An electronic waste recycler in Sydney, Australia, Joe Dickio, says he saw hundreds of televisions piling up at a charity depot in Sydney.  When exporters offered to take the televisions off their hands, the charity depot accepted.  Joe’s electronic waste company explained to them that this is wrong.  In response, the charity said they did not have the funds to dispose of the televisions properly.  Personally, I find this shocking.  I find it hard to believe that there is no way to have events geared at funding recycling of electronic waste, so as to avoid environmental, social and health problems that are directly associated with this kind of waste.  Many goods come from Australia, with no permits exist that allow Australian electronic waste to be shipped to any African location.  Despite this, Australian customs does not keep records on how many shipments leave for Ghana.  In the past two years, though, fifteen containers have been stopped from leaving Australia, albeit no prosecutions have taken place.

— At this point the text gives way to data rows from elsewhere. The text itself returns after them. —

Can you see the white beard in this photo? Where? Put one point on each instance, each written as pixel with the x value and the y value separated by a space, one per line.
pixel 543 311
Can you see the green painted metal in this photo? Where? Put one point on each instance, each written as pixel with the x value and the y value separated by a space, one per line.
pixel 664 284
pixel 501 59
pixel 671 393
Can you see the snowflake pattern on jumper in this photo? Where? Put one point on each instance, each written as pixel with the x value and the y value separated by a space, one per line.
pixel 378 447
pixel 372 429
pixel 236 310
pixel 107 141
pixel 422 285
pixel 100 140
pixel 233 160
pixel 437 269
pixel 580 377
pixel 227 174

Llambert Faabeluon of the Ghana Environmental Protection Agency found this shocking and said that personally, he would like these people to be jailed.  He also says that Ghana has limited resources, making it difficult to deal with these problems.  Faabeluon did state that he wants to know why this kind of waste is leaving the core in the first place.  I completely agree.  If the waste had been properly disposed of, then this problem would not have come to such an extreme level in Ghana!  Illegal shipments started arriving in Ghana in 2003.  Now, around five hundred container-loads every month arrive in Ghana (about seventeen a day).  Though they are sent as working used goods, a broken frame shows that the sending parties know that goods are not still in working condition.

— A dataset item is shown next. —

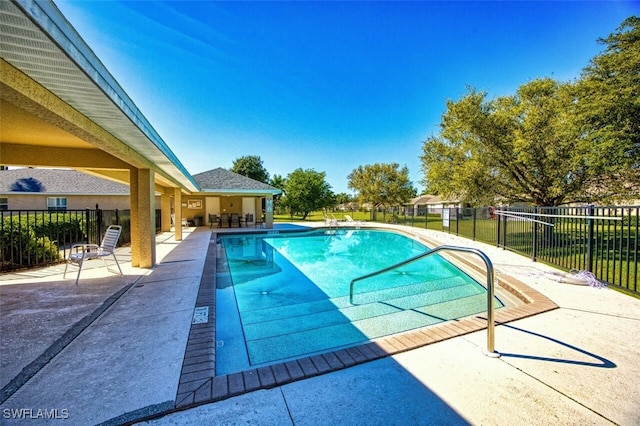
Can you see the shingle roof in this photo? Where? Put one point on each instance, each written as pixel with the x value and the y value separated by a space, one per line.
pixel 222 180
pixel 56 181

Mike Ananie, an environmental journalist, has been investigating the problem.  He brings the film-makers to a colleague of his, who shows them how easy it is to recover information from a computer.  This is something that is happening around Ghana, however not everyone is doing this with good intentions.  People and institutions around the world are therefore unknowingly sending their personal or confidential information to Ghana.  This information can then be found and used, increasing the threat of identity theft, something that can be linked to sakawa (click the word to watch a video for a brief explanation).  This is distributed throughout the country through a small fraction of electronics that can be fixed up and resold locally.  Through this resale, inexpensive used goods can be supplied to locals and more than 10 000 people get a regular income.

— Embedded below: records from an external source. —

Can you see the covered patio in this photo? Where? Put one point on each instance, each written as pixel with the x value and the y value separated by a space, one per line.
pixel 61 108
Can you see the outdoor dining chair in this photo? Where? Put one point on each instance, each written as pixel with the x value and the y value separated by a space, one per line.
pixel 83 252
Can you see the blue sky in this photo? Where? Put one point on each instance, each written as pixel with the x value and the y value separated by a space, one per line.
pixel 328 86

Despite this, what does not work ends in the landfill at Agbogbloshie, Accra.  This is Africa’s biggest electronic wasteland, where the poorest try to get money from what they can find.  Often, these are children who can be as young as five years old trying to get at the metals that can be resold, for less than one dollar a day.  By burning the plastic to get to the metal, they breathe in toxins that negatively affects their growth.  They also may complain of breathing problems and headaches.  Nearby, in the streets of Accra, the smoke affects peoples’ health both by their presence near the landfill and through the food they buy there.  Also, heavy metals which cause organ cancers go into the atmosphere, for everyone to breathe.

At the end of the film, Ananie recalls a time when that area had luscious growth.  He and his friends used to play within this growth.

Jimmy Carter:
"Solid wastes" are the discarded leftovers of our advanced consumer society. This growing mountain of garbage and trash represents not only an attitude of indifference toward valuable natural resources, but also a serious economic and public health problem.